Alternative: There really isn’t a good highway alternative to the Ocean Gateway (Route 50). Around Wye Mills, Md., Route 404 branches east from Route 50 and heads for Rehoboth Beach on the Delaware shore, but it’s narrow and crowded.

Along the Route 50 corridor, there are some short breaks, including Route 662 at Wye Mills. Approaching the shore, Route 90 (Ocean City Expressway) provides an alternative way into the city, at 62nd Street.

Travel tips: The best Bay Bridge travel times for summer weekend getaways are Thursday and Friday before 10 a.m. and after 10 p.m.; Saturday before 7 a.m. and after 5 p.m.; and Sunday before 10 a.m. and after 10 p.m.
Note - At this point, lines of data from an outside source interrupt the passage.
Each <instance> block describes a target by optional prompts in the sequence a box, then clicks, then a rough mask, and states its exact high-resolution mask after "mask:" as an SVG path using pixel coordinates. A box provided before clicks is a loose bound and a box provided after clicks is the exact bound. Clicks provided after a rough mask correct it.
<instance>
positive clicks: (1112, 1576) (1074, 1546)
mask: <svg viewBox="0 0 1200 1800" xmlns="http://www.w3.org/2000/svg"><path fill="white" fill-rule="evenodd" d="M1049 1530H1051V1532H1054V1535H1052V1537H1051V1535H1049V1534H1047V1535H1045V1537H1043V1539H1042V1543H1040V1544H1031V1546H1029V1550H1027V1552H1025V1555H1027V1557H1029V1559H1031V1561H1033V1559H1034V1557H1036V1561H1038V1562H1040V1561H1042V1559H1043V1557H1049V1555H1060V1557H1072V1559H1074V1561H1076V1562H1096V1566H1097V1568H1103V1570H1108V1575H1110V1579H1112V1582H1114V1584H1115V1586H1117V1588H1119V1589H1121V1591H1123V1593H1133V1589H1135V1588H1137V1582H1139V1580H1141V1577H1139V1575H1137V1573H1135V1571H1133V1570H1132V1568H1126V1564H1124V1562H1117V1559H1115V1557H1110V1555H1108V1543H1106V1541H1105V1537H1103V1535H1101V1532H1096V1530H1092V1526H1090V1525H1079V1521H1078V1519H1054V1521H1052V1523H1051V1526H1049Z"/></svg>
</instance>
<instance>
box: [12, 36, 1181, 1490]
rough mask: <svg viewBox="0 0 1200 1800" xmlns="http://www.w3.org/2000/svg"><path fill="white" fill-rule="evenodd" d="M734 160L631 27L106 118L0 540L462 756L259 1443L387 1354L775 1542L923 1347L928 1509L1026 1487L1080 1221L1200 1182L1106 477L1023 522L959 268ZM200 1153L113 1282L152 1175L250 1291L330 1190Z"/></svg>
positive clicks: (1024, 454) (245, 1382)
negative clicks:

The regular car toll for the bridge is $6, paid eastbound.

Headlight use is required at all times on the bridge. At peak periods, the westbound span is sometimes realigned for two-way traffic. In that case, the five lanes on the left side of the toll plaza are directed to that span. Drivers who want an E-ZPass Only lane for the exclusively eastbound span should use toll lanes 6 or 9.

Maryland offers traffic information for the bridge at www.baybridge.com. To get information about your entire route, dial 511 from within the state and use the voice-recognition system, or use the Web site www.md511.org.


Outer Banks

Classic route: I-95 south, to I-295 south, to I-64 east, to I-664 south, then I-64 to Exit 292 for Chesapeake Expressway/I-464/Route 17. Then keep left to continue to the Chesapeake Expressway (Route 168) and take Nags Head/Great Bridge Exit 291B to routes 168 and 158 and the Outer Banks (about 270 miles to Kitty Hawk, N.C.).

Alternatives: South of Fredericksburg, some I-95 drivers pick up Route 17 south at Exit 126 and take it to I-64 in the Hampton Roads area. Others take the I-295 bypass around Richmond into the Petersburg area, then take Route 460 east into Hampton Roads.

Drivers on the east side of the D.C. region could take Route 301, crossing the Potomac River on the Nice Bridge ($6 car toll collected southbound), then connect with Route 17 south. Drivers starting southbound trips from west of the D.C. area may avoid some of the I-95 congestion by taking Routes 29 and 17 to the Fredericksburg area.

Travel tips: I-95 traffic on Friday and Sunday afternoons can be stop and go between the District and Fredericksburg. Traffic volume is very high, plus there’s the 95 Express Lanes construction.

There will be lane closings on I-95 during off-peak hours and overnights, plus those weekend closings of the HOV lanes. Also watch for many construction vehicles turning into and out of the work areas.

Get information about Virginia traffic conditions through the 511 system. On the Web, it’s at www.511virginia.org. You can also call 511 from any phone in Virginia.